¿Cómo obligará Australia a Facebook y Google a pagar por los medios de comunicación?

Les guste o no a Facebook y Google, Australia seguirá trabajando duro para proteger a los medios de comunicación independientes.

El viernes 31 de julio de 2020, Australia dio a conocer su proyecto de ley para obligar a Google y Facebook a pagar a los medios de comunicación por su contenido. El país también está exigiendo a los gigantes de la tecnología que revelen los próximos cambios en sus algoritmos para entregar el contenido al flujo de usuarios.

Negociaciones fallidas

En abril de 2020, el Ministro de Finanzas australiano Josh Frydenberg anunció que Australia quería cobrar a Facebook y a Google por los artículos de prensa que publican en sus plataformas y con los que ganan mucho dinero. El objetivo principal de esta medida es salvar a los medios de comunicación australianos, que están atravesando una gran crisis y que sufren, sin querer, un gran desequilibrio financiero con estos dos gigantes.

Sin embargo, esta propuesta fue rápidamente rechazada por Facebook, que prefirió entonces proponer la solución de una entidad de mediación, argumentando que podría vivir muy bien sin los ingresos por publicidad generados por las empresas de medios de comunicación.
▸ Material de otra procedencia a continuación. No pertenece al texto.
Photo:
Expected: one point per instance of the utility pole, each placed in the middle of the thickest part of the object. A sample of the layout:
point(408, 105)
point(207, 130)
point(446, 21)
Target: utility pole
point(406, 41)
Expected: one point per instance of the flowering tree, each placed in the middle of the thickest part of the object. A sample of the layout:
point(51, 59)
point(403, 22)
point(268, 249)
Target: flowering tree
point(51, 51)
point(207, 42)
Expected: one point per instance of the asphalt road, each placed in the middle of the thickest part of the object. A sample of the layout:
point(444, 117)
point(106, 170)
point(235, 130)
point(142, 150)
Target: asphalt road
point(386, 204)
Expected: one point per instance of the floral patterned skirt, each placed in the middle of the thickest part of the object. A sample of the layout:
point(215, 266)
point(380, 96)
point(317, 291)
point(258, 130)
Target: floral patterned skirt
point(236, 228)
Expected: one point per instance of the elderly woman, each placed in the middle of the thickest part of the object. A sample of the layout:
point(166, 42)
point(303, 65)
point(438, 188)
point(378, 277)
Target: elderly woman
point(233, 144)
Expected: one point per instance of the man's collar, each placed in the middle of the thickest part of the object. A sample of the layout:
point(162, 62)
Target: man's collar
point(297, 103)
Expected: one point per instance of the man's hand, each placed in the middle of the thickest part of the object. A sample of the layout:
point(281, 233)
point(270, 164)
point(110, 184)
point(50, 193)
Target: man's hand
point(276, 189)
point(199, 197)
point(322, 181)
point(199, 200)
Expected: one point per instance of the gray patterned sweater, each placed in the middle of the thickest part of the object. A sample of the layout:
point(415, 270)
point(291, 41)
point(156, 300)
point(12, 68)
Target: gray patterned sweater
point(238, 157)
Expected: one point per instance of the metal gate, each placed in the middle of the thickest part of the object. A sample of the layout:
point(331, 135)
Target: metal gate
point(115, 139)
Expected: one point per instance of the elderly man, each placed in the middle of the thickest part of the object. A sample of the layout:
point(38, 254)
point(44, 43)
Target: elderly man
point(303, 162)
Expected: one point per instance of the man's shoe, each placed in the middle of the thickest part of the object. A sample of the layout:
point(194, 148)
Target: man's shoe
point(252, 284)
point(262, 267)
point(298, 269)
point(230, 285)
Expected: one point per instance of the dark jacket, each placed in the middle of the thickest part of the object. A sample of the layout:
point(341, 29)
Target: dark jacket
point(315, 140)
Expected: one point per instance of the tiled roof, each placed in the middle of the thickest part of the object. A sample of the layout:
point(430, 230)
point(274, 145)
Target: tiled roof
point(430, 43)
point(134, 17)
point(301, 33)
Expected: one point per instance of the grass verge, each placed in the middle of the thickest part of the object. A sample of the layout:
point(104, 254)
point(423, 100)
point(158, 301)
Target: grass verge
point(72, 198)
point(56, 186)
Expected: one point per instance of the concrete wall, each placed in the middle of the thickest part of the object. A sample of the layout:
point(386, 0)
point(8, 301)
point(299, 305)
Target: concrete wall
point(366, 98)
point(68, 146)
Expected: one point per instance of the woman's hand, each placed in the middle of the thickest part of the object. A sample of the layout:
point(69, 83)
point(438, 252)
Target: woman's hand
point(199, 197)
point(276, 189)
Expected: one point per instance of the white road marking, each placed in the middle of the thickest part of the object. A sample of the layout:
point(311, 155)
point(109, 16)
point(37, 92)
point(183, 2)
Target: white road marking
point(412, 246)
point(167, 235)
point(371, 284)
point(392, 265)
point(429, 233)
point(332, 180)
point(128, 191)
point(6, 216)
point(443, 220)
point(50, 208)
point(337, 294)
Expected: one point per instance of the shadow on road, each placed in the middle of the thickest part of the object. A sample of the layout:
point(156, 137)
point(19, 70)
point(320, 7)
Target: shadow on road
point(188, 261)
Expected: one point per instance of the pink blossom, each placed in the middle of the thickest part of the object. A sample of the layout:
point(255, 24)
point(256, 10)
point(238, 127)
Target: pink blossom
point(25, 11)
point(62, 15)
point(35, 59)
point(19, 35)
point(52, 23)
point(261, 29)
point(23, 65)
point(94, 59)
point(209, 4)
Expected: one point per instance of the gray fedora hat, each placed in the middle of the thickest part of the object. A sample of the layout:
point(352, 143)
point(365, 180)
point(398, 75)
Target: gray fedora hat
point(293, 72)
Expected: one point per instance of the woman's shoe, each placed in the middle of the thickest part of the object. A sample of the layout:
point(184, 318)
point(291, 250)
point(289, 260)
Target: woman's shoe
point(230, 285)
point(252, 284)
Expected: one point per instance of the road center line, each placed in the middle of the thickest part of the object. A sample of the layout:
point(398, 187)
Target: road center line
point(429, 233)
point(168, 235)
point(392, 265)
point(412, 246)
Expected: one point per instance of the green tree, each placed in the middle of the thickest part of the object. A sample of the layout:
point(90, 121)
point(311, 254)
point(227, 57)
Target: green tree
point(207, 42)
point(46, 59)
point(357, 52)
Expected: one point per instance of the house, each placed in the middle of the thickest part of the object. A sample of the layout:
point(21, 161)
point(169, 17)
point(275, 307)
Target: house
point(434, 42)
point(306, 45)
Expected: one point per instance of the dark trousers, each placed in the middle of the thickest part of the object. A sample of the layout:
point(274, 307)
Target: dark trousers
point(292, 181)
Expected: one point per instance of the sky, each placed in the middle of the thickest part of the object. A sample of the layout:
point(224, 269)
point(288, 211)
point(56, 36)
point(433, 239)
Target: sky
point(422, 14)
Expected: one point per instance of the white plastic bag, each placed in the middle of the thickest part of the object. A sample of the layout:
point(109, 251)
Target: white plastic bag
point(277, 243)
Por su parte, Google aceptó pagar a los medios australianos, pero bajo ciertas condiciones.

Australia quiere introducir un nuevo código de conducta

Les guste o no a los dos gigantes de Internet, Australia no ha dicho su última palabra y tiene la intención de obligarles a pagar sus cuotas, a discreción. Para lograr este objetivo, en las próximas semanas se propondrá al Parlamento australiano un nuevo código de conducta. Se supone que rige las relaciones entre los medios de comunicación con grandes dificultades financieras y los gigantes que dominan Internet. Para ello, requerirá que Google y Facebook paguen a los medios de comunicación a cambio de su contenido. Si las empresas se niegan, serán objeto de fuertes penalizaciones.

Además del tema financiero, Facebook y Google también tendrán que ser más transparentes en cuanto al funcionamiento de sus algoritmos, tanto para los feeds de las redes sociales como para los resultados de las búsquedas, y notificar a los medios de comunicación cualquier cambio 28 días antes de su implementación. Se trata de medidas drásticas que sirven para varios propósitos. Josh Frydenberg explica: «Se trata de asegurarnos de que tenemos una mayor competencia, una mejor protección del consumidor y un panorama mediático sostenible. Nada menos que el futuro del paisaje mediático de Australia está en juego.